More and more growers are seizing the numerous benefits that cover crops can provide. Growers are also finding additional ways to make cover crops put more money in their pockets. The results of the second annual Cover Crop Benchmark Study support both statements — and reveal many other interesting tidbits.
Cover Crop Strategies editors assembled responses to the 2nd annual Cover Crop Benchmark Study from more than 400 U.S. growers. The analysis of the 2020 cropping year compared cover crop experience, seeding methods, variety selection and more. This is the first article in a series that will discuss the findings of the study.
Many growers responded that they are relatively new cover crop users, with 40% stating that they have less than 5 years of experience. In 2019, 42% of growers indicated that they had seeded covers for 1-5 years.
A little more than one-third of respondents (35%) have used cover crops for 6-10 years, while only 11% have more than 2 decades of experience with covers, up slightly from the 2019 total, where 9% of growers responded that they were veteran cover crop users.
Financial incentives from local conservation districts and state departments of agriculture have encouraged more growers to try cover crops in their operations. However, it takes at least 3 years for growers to see longer-term results from using cover crops.
“You have to change your mindset if you’re going to make cover crops work,” says Bill Buessing, a grower from Axtell, Kan., who farms on 440 acres. “Implementing cover crops is a process that does not always show immediate rewards.”
In the 18 years that Buessing has been using cover crops, he has transitioned to using cover crops as forage for livestock, in addition to reducing nutrient runoff, retaining more water, slowing down wind erosion, improving weed control, building soil organic matter, recycling nutrients, and building nitrogen in the soil.
In line with last year’s survey results, 48% of growers used cover crops on less than 300 acres in 2020, while 14% of growers had 300-499 cover crop acres.

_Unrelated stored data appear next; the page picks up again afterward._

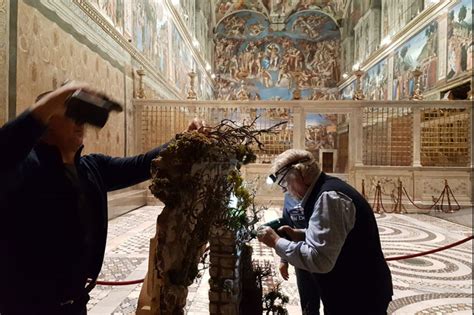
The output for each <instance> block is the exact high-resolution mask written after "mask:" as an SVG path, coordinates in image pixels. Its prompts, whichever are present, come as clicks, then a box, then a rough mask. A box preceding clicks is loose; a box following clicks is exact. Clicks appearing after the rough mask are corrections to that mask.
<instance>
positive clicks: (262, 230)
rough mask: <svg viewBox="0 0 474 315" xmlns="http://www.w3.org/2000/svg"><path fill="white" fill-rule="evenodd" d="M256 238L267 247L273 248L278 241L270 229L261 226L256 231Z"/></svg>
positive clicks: (277, 234) (277, 237)
mask: <svg viewBox="0 0 474 315" xmlns="http://www.w3.org/2000/svg"><path fill="white" fill-rule="evenodd" d="M257 238H258V240H259V241H260V242H262V243H263V244H265V245H267V246H268V247H271V248H274V247H275V245H276V242H277V241H278V240H279V239H280V237H279V236H278V234H276V232H275V231H273V229H272V228H271V227H268V226H261V227H259V228H258V230H257Z"/></svg>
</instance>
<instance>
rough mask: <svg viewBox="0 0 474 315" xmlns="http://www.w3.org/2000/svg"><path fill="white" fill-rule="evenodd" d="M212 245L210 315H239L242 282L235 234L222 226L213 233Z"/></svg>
mask: <svg viewBox="0 0 474 315" xmlns="http://www.w3.org/2000/svg"><path fill="white" fill-rule="evenodd" d="M209 243H210V254H209V257H210V267H209V275H210V277H211V279H210V280H209V284H210V289H209V314H215V315H222V314H225V315H238V314H239V304H240V300H241V287H242V281H241V270H240V269H241V268H240V252H239V251H238V250H237V247H236V238H235V233H233V232H232V231H230V230H228V229H226V228H225V227H219V228H217V229H215V230H214V231H213V232H212V234H211V236H210V241H209Z"/></svg>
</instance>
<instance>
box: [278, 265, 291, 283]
mask: <svg viewBox="0 0 474 315" xmlns="http://www.w3.org/2000/svg"><path fill="white" fill-rule="evenodd" d="M280 274H281V276H282V278H283V280H288V279H290V274H289V273H288V263H280Z"/></svg>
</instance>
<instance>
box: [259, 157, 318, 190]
mask: <svg viewBox="0 0 474 315" xmlns="http://www.w3.org/2000/svg"><path fill="white" fill-rule="evenodd" d="M308 161H309V159H303V160H298V161H293V162H291V163H289V164H287V165H285V166H283V167H282V168H280V169H279V170H278V171H276V172H275V173H274V174H270V176H268V179H267V182H270V183H277V185H278V186H280V187H281V188H283V190H284V191H287V190H288V181H287V180H286V175H288V172H289V171H290V170H291V169H292V168H293V166H295V165H296V164H298V163H303V162H308Z"/></svg>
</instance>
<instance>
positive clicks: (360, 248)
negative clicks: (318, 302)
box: [305, 173, 393, 315]
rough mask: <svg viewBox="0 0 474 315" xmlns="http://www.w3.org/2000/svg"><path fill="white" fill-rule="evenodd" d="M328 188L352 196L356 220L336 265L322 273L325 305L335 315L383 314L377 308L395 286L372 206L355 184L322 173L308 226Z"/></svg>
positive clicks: (385, 300) (313, 200)
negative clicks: (322, 195) (393, 286)
mask: <svg viewBox="0 0 474 315" xmlns="http://www.w3.org/2000/svg"><path fill="white" fill-rule="evenodd" d="M325 191H337V192H340V193H343V194H345V195H346V196H348V197H349V198H351V199H352V202H353V203H354V205H355V209H356V220H355V224H354V227H353V229H352V230H351V231H350V232H349V234H348V236H347V238H346V240H345V242H344V245H343V247H342V249H341V253H340V254H339V256H338V258H337V260H336V264H335V266H334V268H333V269H332V270H331V271H330V272H328V273H325V274H319V277H318V280H319V285H320V288H321V299H322V301H323V304H324V308H325V310H328V311H329V314H331V315H333V314H343V315H345V314H380V312H377V311H380V310H381V309H384V308H386V306H387V305H388V302H389V301H391V300H392V295H393V288H392V276H391V274H390V269H389V268H388V265H387V263H386V262H385V259H384V255H383V253H382V247H381V244H380V237H379V232H378V227H377V222H376V221H375V216H374V213H373V211H372V208H371V207H370V205H369V204H368V202H367V201H366V200H365V198H364V197H363V196H362V195H361V194H360V193H358V192H357V191H356V190H355V189H354V188H353V187H351V186H350V185H348V184H346V183H345V182H343V181H342V180H340V179H338V178H335V177H331V176H328V175H326V174H325V173H322V174H321V176H320V177H319V179H318V181H317V182H316V184H315V186H314V188H313V190H312V192H311V195H310V197H309V199H308V201H307V203H306V204H305V218H306V220H307V221H306V226H308V220H309V218H310V217H311V214H312V212H313V210H314V205H315V203H316V201H317V200H318V198H319V197H320V196H321V194H322V193H323V192H325ZM382 313H383V312H382Z"/></svg>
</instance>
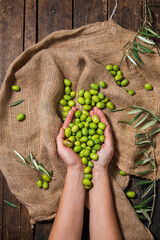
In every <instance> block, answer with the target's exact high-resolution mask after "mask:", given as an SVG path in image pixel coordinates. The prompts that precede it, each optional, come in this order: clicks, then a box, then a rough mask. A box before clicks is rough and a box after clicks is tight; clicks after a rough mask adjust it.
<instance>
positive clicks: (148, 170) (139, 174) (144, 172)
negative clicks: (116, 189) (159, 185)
mask: <svg viewBox="0 0 160 240" xmlns="http://www.w3.org/2000/svg"><path fill="white" fill-rule="evenodd" d="M151 171H153V170H152V169H149V170H147V171H144V172H139V173H136V174H138V175H145V174H147V173H149V172H151Z"/></svg>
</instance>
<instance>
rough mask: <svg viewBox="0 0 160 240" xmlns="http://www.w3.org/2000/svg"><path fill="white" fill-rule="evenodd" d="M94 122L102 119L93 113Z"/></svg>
mask: <svg viewBox="0 0 160 240" xmlns="http://www.w3.org/2000/svg"><path fill="white" fill-rule="evenodd" d="M92 122H94V123H99V122H100V119H99V117H98V116H97V115H96V114H93V115H92Z"/></svg>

Only 15% of cover crop growers implemented the practice on more than 1,000 acres, a figure that was up 4% from 2019 cropping data.
“I played with cover crops, made mistakes and it took me about 14 years to really learn how to do it successfully,” says Tom Cotter, a fourth-generation grower who farms 1,100 acres near Austin, Minn. “My ground was addicted to tillage, chemicals and fertilizers.”
By implementing cover crops, Cotter has rejuvenated his farm, increasing yields, generating more income from the same number of acres and improved the quality and health of his soils, livestock, and crops in a challenging region of the U.S.